Sont réputées accomplies, au sens de ces textes, toutes les heures comprises dans l'horaire de travail habituel du salarié (Soc, 7 mars 2012, n° 10-21.744). En outre, le conseil constitutionnel a jugé les conditions restrictives du recours au travail de nuit conformes à la Constitution (Cons. const., décision n° 2014-373 QPC du 4 avril 2014, point 17). 2. Dans ce cadre, l'article L. 3122-32 du code du travail, dans sa version issue de l'ordonnance n° 2007-329 du 12 mars 2007 applicable au litige, dispose : “Le recours au travail de nuit est exceptionnel. Il prend en compte les impératifs de protection de la santé et de la sécurité des travailleurs et est justifié par la nécessité d'assurer la continuité de l'activité économique ou des services d'utilité sociale”.

Sous l'empire de l'ancien article L. 213-1 du code du travail, dont l'article L. 3122-32 précité a repris la lettre, l'administration du travail expliquait : “Le caractère exceptionnel peut être regardé par rapport à un secteur particulier (par exemple, les discothèques, les casinos, les hôpitaux...) pour lequel le travail de nuit est inhérent à l'activité. Pour les autres secteurs, le recours au travail de nuit doit être lié à l'examen préalable des autres possibilités d'aménagement du temps de travail. De plus, les impératifs de protection de la santé et de la sécurité des travailleurs devront être pris en compte. Ainsi, les critères de rentabilité des investissements ne sauraient être les seuls qui seront retenus”.

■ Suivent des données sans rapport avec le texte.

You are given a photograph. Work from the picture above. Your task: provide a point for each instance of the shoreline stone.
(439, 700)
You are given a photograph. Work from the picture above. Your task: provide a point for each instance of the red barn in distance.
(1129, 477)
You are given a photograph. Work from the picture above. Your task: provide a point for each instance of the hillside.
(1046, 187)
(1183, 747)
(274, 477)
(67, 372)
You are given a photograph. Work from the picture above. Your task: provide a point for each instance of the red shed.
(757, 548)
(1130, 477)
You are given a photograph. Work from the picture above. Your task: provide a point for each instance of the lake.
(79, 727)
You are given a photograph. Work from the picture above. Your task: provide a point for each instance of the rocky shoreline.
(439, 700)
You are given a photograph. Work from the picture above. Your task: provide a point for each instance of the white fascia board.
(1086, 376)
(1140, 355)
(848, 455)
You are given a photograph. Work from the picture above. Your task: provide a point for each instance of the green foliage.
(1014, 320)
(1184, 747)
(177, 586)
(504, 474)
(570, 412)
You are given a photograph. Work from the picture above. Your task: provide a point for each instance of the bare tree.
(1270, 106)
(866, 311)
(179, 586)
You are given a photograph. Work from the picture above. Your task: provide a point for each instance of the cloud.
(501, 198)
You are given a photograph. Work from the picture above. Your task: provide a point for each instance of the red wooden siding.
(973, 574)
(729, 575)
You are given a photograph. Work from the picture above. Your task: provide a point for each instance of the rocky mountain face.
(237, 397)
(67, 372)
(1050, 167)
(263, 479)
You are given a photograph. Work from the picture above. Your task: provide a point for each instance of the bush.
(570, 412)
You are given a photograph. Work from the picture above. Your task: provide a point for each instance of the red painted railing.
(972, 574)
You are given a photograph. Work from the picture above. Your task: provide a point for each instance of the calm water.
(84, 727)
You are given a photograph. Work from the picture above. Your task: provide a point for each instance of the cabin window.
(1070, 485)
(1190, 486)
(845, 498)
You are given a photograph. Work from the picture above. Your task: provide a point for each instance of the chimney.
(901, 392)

Dans un important arrêt Sephora du 24 septembre 2014, la Cour de cassation a jugé qu'il résulte de l'article L. 3122-32 du code du travail précité que “(...) le travail de nuit ne peut pas être le mode d'organisation normal du travail au sein d'une entreprise et ne doit être mis en œuvre que lorsqu'il est indispensable à son fonctionnement”, approuvant l'injonction à une société de cesser d'employer des salariés entre 21 heures et 6 heures dans son établissement des Champs-Elysées, au motif qu'“elle exerçait dans un secteur, le commerce de parfumerie, où le travail de nuit n'est pas inhérent à l'activité, (...) ne démontrait pas qu'il était impossible d'envisager d'autres possibilités d'aménagement du temps de travail, ni que son activité économique supposait le recours au travail de nuit, ce dont il résultait l'existence d'un trouble manifestement illicite” (Soc, 24 septembre 2014, n° 1324.851)56.

56

Cette jurisprudence a donné lieu à l'introduction dans le code du travail (articles L. 3122-4 et L. 3122-19), par la loi n° 2015-990 du 6 août 2015 (article 254), non applicable ratione temporis au cas d'espèce, de dispositions relatives au travail en soirée après 21 heures, par accord collectif ou sur la base du volontariat.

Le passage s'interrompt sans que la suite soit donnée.